Además de los créditos al Impuesto sobre la Renta, la ley otorga exención total del Impuesto sobre Transferencia de Bienes Raíces para inmuebles utilizados en la expansión, siempre que se destinen durante al menos cinco años al desarrollo del proyecto y permanezcan en propiedad del beneficiario durante ese lapso. Si se incumple esta condición, se debe pagar el tributo originalmente exento.
Una característica clave de la normativa es que prohíbe transferir los beneficios fiscales obtenidos, impidiendo su cesión a terceros o relacionados, así como el uso de esquemas de triangulación que permitan eludir obligaciones fiscales. Este tipo de operaciones serán consideradas como defraudación al fisco y podrían derivar en acciones penales y administrativas.
La administración y fiscalización de los incentivos queda a cargo del Ministerio de Economía y del Ministerio de Hacienda, este último a través de la Dirección General de Impuestos Internos. Las autoridades podrán ejecutar inspecciones y controles para verificar el cumplimiento de las obligaciones, incluyendo el acceso a instalaciones de las empresas beneficiarias y la solicitud de información y documentación adicional.

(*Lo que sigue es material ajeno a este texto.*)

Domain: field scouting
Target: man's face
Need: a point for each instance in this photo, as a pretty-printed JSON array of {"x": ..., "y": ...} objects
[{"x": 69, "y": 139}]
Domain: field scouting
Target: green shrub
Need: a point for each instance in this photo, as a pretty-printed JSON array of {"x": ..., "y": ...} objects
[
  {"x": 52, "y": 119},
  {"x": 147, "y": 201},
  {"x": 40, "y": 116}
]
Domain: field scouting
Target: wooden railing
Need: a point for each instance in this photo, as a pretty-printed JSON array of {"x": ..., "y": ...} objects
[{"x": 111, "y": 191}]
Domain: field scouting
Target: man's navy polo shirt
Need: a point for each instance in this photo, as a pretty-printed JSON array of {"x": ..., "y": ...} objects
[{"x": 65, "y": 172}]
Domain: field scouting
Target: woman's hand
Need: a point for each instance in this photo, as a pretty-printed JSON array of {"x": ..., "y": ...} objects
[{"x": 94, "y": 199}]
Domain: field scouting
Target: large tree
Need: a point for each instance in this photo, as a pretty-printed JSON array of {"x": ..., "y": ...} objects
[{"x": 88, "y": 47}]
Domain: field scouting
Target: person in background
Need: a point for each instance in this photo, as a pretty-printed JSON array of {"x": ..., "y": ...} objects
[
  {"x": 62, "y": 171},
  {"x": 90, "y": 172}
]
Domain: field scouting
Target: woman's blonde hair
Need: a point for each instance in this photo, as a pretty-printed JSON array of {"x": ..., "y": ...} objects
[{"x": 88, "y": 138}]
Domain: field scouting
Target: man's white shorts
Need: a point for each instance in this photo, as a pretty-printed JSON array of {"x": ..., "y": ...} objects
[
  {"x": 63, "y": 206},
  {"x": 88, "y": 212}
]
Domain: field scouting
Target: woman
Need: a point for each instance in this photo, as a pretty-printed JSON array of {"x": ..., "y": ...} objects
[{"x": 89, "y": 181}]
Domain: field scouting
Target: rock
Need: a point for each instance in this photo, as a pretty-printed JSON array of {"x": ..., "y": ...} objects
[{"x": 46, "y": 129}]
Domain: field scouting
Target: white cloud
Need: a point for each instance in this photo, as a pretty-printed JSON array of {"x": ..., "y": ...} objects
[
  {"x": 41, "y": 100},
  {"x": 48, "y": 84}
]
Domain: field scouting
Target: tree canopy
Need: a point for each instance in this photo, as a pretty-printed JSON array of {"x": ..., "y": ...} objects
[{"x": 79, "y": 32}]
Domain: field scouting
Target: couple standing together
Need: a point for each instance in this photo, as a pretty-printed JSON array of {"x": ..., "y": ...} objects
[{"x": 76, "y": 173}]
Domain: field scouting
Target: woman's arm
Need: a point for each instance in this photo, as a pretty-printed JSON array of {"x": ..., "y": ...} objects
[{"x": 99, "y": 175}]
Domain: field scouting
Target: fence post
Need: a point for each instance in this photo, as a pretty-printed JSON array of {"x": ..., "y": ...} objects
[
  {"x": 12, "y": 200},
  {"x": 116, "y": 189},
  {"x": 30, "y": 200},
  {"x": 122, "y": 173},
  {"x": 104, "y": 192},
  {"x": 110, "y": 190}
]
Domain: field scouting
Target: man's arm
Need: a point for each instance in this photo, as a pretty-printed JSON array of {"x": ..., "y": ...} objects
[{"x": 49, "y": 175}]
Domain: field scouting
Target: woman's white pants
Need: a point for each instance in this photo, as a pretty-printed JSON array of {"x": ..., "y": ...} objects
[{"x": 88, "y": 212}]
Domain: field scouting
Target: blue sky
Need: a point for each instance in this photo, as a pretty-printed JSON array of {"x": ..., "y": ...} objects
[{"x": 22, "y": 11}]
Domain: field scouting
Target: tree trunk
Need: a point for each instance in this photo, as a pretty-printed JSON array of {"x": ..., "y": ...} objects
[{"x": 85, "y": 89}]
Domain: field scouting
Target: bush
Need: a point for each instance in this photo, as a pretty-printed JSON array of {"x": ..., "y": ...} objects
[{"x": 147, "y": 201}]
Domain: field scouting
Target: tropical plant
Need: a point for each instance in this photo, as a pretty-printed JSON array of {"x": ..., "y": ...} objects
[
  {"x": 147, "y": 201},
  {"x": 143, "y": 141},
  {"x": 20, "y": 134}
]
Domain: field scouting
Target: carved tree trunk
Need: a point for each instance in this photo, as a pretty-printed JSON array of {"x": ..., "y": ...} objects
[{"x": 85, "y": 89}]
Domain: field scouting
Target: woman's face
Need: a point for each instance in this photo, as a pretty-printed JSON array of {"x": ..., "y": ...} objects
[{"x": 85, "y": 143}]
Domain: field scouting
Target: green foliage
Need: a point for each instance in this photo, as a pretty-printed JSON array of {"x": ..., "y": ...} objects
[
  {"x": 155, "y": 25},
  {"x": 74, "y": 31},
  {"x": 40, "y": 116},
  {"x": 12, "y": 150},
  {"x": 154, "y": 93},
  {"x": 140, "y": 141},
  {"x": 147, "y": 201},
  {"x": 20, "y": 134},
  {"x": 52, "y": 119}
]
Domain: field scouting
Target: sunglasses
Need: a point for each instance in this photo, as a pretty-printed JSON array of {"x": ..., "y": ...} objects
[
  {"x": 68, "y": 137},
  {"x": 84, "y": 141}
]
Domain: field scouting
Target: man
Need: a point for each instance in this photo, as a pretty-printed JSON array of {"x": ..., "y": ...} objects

Los beneficiarios, por su parte, están obligados a contratar servicios de auditores o firmas independientes que emitan informes semestrales sobre el cumplimiento de sus obligaciones legales, así como a presentar documentación financiera que permita diferenciar claramente los activos y operaciones vinculados a la expansión.
El inicio de operaciones del proyecto de expansión debe producirse en un plazo de dieciocho meses, bajo el riesgo de revocatoria de la calificación y de la consiguiente pérdida de los incentivos otorgados. Si una empresa incumple cualquier disposición, tanto en materia fiscal como de cumplimiento de proyecto, su estatus de beneficiario puede ser revocado, obligándose a pagar los tributos no abonados desde el momento del incumplimiento y perdiendo cualquier derecho a continuar deduciendo activos de la base imponible.
Finalmente, la ley incorpora un principio de prevalencia sobre cualquier norma en contrario y supletoriedad de otras disposiciones en caso de vacíos normativos.